Dozens of people, including civilians and Afghan security personnel, were killed and over 300 others were injured Tuesday in an attack claimed by the Taliban in central Kabul, officials said.
It was the first such attack in the capital since the Taliban launched its nationwide spring offensive.
“The area has been cleared of insurgents and the attack is over,” said Basir Mujahid, a spokesman for the Kabul police.
The assault began with a suicide truck bombing that targeted a compound of the VIP Protection Unit Directorate - housing security personnel for high-ranking Afghan officials - and it was followed by a gunfight.
Mujahid said 28 people had been killed, almost all civilians.
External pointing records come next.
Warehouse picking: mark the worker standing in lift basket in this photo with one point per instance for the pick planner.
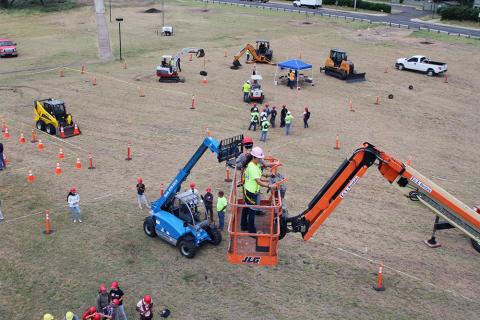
(251, 190)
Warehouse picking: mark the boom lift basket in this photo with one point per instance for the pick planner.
(259, 248)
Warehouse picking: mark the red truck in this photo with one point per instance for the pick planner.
(7, 48)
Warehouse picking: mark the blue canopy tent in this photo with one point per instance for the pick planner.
(296, 65)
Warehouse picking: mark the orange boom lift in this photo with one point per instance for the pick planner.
(416, 187)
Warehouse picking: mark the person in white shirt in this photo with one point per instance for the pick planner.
(145, 308)
(73, 202)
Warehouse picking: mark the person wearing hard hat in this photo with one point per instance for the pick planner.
(102, 298)
(117, 293)
(145, 308)
(251, 189)
(70, 316)
(73, 200)
(288, 123)
(246, 90)
(141, 197)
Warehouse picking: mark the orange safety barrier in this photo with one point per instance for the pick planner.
(259, 248)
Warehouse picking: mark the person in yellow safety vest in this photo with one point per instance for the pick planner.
(254, 116)
(246, 91)
(251, 190)
(265, 126)
(291, 79)
(288, 123)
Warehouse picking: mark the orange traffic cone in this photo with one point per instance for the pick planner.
(379, 285)
(58, 170)
(337, 143)
(78, 165)
(6, 134)
(227, 178)
(40, 145)
(22, 137)
(48, 229)
(30, 177)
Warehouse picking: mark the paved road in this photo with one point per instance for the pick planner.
(402, 18)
In addition, security forces' personnel also died in the attack, according to a dpa source in the directorate, which used to belong to the NSD national intelligence agency.
"At least 15 personnel were killed in the incident," the source told dpa, speaking anonymously.
He was not allowed to speak to the media or the Ministry of Interior about the casualties, said the source, a bodyguard for a senior politician, who had spoken to colleagues at the scene.
At least one attacker exchanged gunfire with security forces after the bombing, which struck a crowded area in the heart of Kabul.
President Ashraf Ghani condemned the attack, which he said "clearly shows the enemy's defeat in face-to-face battle" with national security forces.
Speaking about the attack in The Hague, UN Secretary General Ban Ki-moon said: "There is absolutely no justification for attacks on civilian and security people."
Taliban militants claimed responsibility for the attack online.
"Following the first blast, a number of mujahideen entered the directorate, fighting ensued, and there were heavy casualties to the slave enemy," spokesman Zabihullah Mujahid said on Twitter.
The attack was the deadliest in the capital since a truck bomb in August killed 15 and wounded more than 200 people.
The Taliban announced the start of their spring offensive last week before launching coordinated attacks in several provinces.